This study aims to develop an accurate and robust calibration method for triaxial magnetometers by introducing a reinforcement learning-driven adaptive particle swarm optimization (RLAPSO) framework.
A RLAPSO algorithm is proposed for triaxial magnetometer error calibration. Within the conventional particle swarm optimization (PSO) framework, a Sobol low-discrepancy sequence-based initialization strategy is employed to improve population diversity, an outlier detection-driven inertia weight adjustment mechanism is introduced to dynamically balance exploration and exploitation and a reinforcement learning-based learning factor regulation strategy is integrated to enable adaptive parameter tuning. These mechanisms collaboratively enhance global search capability, convergence speed and solution stability.

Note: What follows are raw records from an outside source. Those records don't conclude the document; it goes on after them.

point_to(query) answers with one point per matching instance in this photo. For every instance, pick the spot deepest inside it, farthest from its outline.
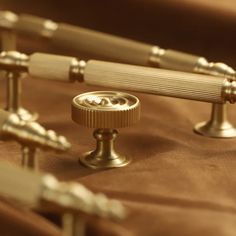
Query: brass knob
(105, 111)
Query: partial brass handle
(135, 78)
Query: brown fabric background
(179, 183)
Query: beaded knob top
(106, 109)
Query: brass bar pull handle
(85, 40)
(135, 78)
(155, 81)
(102, 45)
(107, 46)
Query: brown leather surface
(179, 183)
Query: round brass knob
(105, 111)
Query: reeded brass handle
(135, 78)
(155, 81)
(106, 46)
(85, 40)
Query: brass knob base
(218, 126)
(104, 156)
(94, 161)
(209, 129)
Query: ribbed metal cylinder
(155, 81)
(105, 109)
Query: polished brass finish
(44, 191)
(155, 81)
(218, 126)
(29, 158)
(31, 136)
(112, 47)
(73, 225)
(104, 111)
(15, 64)
(54, 67)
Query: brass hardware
(12, 64)
(31, 136)
(104, 111)
(54, 67)
(218, 126)
(124, 50)
(44, 191)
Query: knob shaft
(105, 111)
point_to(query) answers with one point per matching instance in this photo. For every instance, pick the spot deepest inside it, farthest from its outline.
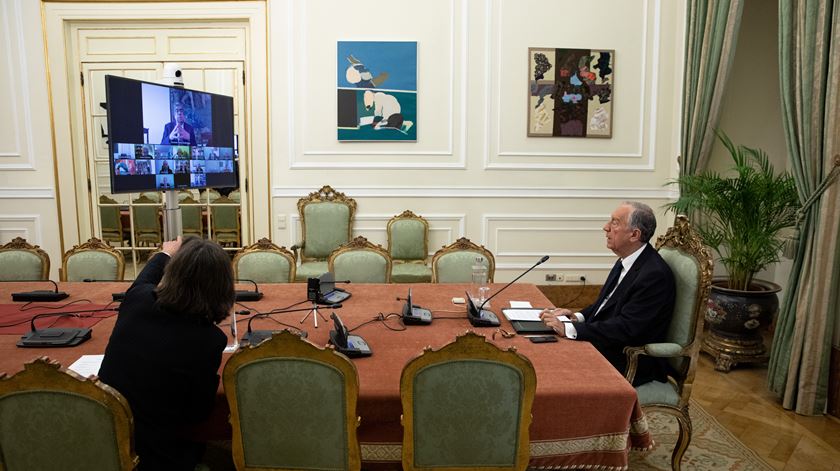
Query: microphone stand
(249, 334)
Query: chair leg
(684, 439)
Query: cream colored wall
(751, 113)
(27, 182)
(473, 170)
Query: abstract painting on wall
(570, 92)
(377, 90)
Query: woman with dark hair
(166, 348)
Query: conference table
(585, 414)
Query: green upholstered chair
(292, 406)
(191, 221)
(691, 262)
(224, 221)
(184, 194)
(154, 196)
(20, 260)
(235, 195)
(147, 230)
(467, 406)
(52, 419)
(360, 261)
(264, 262)
(453, 263)
(95, 260)
(326, 220)
(408, 245)
(110, 220)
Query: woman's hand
(171, 247)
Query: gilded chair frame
(464, 244)
(108, 204)
(44, 374)
(265, 245)
(288, 345)
(683, 238)
(20, 244)
(360, 243)
(324, 195)
(468, 346)
(409, 215)
(93, 244)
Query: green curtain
(711, 34)
(809, 67)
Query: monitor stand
(171, 215)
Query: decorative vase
(736, 319)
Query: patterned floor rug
(712, 446)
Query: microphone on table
(479, 317)
(255, 337)
(57, 336)
(414, 315)
(246, 295)
(114, 296)
(46, 296)
(322, 290)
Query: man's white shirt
(626, 263)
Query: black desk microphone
(247, 295)
(114, 296)
(57, 336)
(44, 296)
(255, 337)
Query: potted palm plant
(740, 216)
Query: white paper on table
(520, 304)
(87, 365)
(532, 314)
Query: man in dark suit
(178, 131)
(636, 302)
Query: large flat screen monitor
(167, 138)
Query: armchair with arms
(54, 420)
(95, 260)
(20, 260)
(691, 263)
(326, 219)
(292, 406)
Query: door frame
(63, 67)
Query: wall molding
(649, 106)
(20, 108)
(656, 193)
(34, 220)
(449, 150)
(27, 193)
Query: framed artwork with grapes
(570, 92)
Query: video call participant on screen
(634, 307)
(166, 348)
(178, 131)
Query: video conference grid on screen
(194, 130)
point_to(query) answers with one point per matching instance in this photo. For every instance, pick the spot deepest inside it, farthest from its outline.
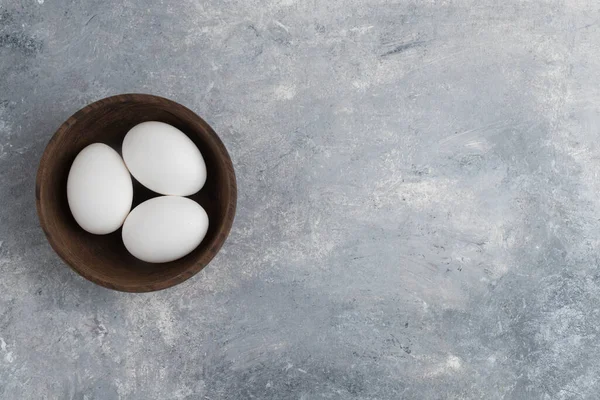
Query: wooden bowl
(103, 259)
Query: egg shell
(164, 159)
(164, 228)
(99, 189)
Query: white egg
(164, 159)
(164, 228)
(99, 189)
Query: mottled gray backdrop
(418, 212)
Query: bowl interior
(103, 258)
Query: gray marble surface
(418, 212)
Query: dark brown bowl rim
(222, 232)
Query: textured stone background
(418, 214)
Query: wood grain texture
(103, 259)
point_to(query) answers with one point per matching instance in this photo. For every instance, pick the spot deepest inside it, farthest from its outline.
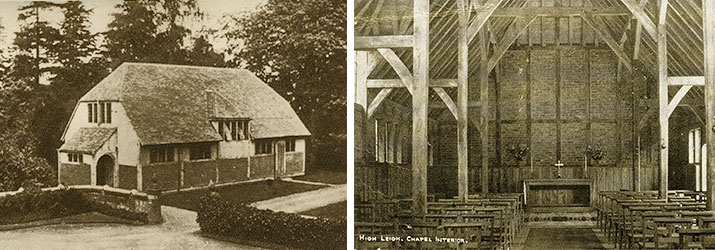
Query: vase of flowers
(596, 153)
(518, 151)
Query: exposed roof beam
(374, 42)
(642, 17)
(398, 66)
(441, 105)
(377, 101)
(508, 40)
(560, 11)
(483, 14)
(601, 30)
(686, 81)
(397, 83)
(447, 101)
(676, 99)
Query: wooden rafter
(462, 107)
(602, 31)
(709, 46)
(377, 101)
(398, 83)
(483, 13)
(447, 101)
(441, 105)
(420, 101)
(402, 71)
(686, 80)
(560, 11)
(508, 39)
(374, 42)
(484, 112)
(642, 17)
(677, 98)
(662, 55)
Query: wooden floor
(562, 238)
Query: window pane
(109, 112)
(691, 147)
(697, 145)
(94, 112)
(89, 113)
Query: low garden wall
(249, 224)
(26, 206)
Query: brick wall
(231, 170)
(294, 163)
(75, 174)
(127, 177)
(166, 176)
(262, 166)
(557, 101)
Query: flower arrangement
(518, 151)
(596, 152)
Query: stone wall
(125, 204)
(75, 174)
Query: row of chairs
(643, 220)
(482, 222)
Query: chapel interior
(534, 124)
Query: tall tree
(32, 43)
(153, 31)
(299, 48)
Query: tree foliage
(153, 31)
(299, 48)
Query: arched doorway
(105, 171)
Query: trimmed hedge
(219, 217)
(31, 206)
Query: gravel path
(296, 203)
(179, 231)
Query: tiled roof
(174, 104)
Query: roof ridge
(164, 65)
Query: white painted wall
(126, 139)
(299, 145)
(235, 149)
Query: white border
(351, 121)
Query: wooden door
(280, 159)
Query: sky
(102, 10)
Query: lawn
(329, 176)
(239, 193)
(335, 210)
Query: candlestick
(585, 166)
(531, 159)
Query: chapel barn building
(494, 111)
(169, 127)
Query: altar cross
(558, 168)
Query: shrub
(37, 205)
(217, 216)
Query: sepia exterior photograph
(534, 124)
(173, 124)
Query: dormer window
(74, 157)
(233, 130)
(99, 112)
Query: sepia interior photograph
(534, 124)
(173, 124)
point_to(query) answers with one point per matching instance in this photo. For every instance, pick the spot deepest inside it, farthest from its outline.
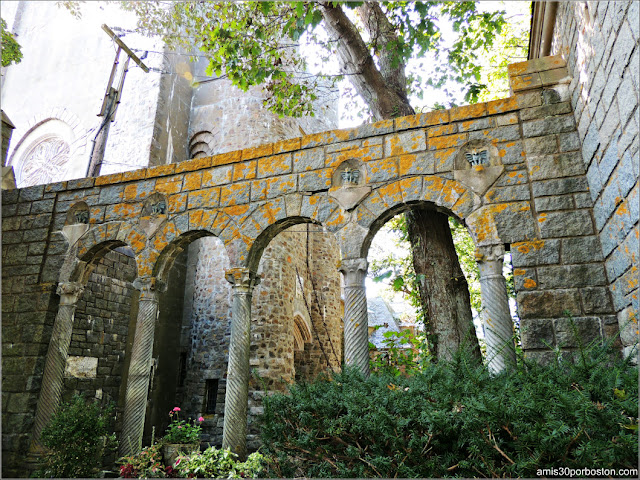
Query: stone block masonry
(529, 191)
(600, 42)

Simulation experimental results demonstrate that RLAPSO achieves stable and accurate calibration under different noise conditions and significantly outperforms several comparative algorithms in terms of convergence speed and parameter estimation accuracy. Furthermore, the algorithm maintains consistent optimization efficiency and solution reliability across different population sizes and search space settings, further validating its applicability and robustness for high-precision calibration tasks in complex interference environments.
This work proposes a reinforcement learning-driven adaptive PSO framework that integrates low-discrepancy initialization and dynamic parameter regulation, providing an effective and robust solution for high-precision triaxial magnetometer calibration.